[dpdk-dev] [PATCH v2 1/3] net/ice: enable switch filter
Wang, Xiao W
xiao.w.wang at intel.com
Thu Jun 13 10:23:33 CEST 2019
Hi,
> -----Original Message-----
> From: dev [mailto:dev-bounces at dpdk.org] On Behalf Of Qiming Yang
> Sent: Wednesday, June 12, 2019 3:50 PM
> To: dev at dpdk.org
> Cc: Zhao1, Wei <wei.zhao1 at intel.com>
> Subject: [dpdk-dev] [PATCH v2 1/3] net/ice: enable switch filter
>
> From: wei zhao <wei.zhao1 at intel.com>
>
> The patch enables the backend of rte_flow. It transfers
> rte_flow_xxx to device specific data structure and
> configures packet process engine's binary classifier
> (switch) properly.
>
> Signed-off-by: Wei Zhao <wei.zhao1 at intel.com>
> ---
> drivers/net/ice/Makefile | 1 +
> drivers/net/ice/ice_ethdev.h | 6 +
> drivers/net/ice/ice_switch_filter.c | 502
> ++++++++++++++++++++++++++++++++++++
> drivers/net/ice/ice_switch_filter.h | 28 ++
> drivers/net/ice/meson.build | 3 +-
> 5 files changed, 539 insertions(+), 1 deletion(-)
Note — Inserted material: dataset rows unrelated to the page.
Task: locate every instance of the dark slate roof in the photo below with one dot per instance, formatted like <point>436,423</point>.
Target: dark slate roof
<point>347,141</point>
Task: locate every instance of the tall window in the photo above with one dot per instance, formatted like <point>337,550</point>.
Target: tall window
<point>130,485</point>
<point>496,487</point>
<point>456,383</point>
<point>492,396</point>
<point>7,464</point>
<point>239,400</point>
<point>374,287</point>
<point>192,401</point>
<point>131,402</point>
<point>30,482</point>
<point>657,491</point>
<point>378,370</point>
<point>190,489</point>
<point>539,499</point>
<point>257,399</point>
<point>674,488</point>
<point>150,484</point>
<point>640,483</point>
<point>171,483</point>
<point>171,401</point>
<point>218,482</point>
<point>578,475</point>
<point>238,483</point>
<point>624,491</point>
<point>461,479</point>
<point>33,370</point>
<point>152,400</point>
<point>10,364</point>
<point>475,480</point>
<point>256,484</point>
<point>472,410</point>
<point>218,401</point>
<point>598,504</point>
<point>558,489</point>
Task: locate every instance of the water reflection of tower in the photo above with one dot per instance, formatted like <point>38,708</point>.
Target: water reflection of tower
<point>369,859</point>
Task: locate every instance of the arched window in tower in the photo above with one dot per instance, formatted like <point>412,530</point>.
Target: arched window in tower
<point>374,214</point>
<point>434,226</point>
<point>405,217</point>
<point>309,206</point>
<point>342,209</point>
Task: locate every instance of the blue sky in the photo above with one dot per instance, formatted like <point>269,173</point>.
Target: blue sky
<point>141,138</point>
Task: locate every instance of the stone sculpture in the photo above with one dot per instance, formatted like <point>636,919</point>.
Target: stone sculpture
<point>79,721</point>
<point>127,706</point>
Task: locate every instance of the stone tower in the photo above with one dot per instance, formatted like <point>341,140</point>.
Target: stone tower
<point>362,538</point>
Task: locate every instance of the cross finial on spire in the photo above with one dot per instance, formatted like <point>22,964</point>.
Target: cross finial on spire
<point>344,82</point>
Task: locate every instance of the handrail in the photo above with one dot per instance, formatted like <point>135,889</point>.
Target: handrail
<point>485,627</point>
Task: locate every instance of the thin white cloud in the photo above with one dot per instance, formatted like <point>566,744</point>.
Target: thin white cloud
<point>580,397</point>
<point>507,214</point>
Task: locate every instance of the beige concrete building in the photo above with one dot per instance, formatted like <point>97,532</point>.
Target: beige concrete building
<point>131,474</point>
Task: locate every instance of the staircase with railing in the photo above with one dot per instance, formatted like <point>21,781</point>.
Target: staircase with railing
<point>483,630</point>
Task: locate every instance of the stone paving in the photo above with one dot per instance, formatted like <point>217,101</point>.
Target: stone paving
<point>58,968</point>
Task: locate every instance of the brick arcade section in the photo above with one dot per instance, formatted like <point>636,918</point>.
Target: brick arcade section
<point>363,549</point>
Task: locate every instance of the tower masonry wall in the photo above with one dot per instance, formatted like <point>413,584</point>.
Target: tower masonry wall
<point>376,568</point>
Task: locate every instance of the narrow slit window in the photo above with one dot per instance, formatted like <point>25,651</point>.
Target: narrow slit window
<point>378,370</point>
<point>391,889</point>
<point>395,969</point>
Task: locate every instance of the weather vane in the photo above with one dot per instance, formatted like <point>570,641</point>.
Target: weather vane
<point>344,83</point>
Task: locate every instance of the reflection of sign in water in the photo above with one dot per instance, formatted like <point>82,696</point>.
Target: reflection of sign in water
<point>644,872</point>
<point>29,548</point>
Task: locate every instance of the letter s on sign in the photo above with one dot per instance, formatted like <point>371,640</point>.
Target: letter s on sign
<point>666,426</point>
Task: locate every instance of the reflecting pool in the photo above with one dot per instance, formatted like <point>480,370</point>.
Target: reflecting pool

> create mode 100644 drivers/net/ice/ice_switch_filter.c
> create mode 100644 drivers/net/ice/ice_switch_filter.h
>
> diff --git a/drivers/net/ice/Makefile b/drivers/net/ice/Makefile
> index 0e5c55e..b10d826 100644
> --- a/drivers/net/ice/Makefile
> +++ b/drivers/net/ice/Makefile
> @@ -60,6 +60,7 @@ ifeq ($(CONFIG_RTE_ARCH_X86), y)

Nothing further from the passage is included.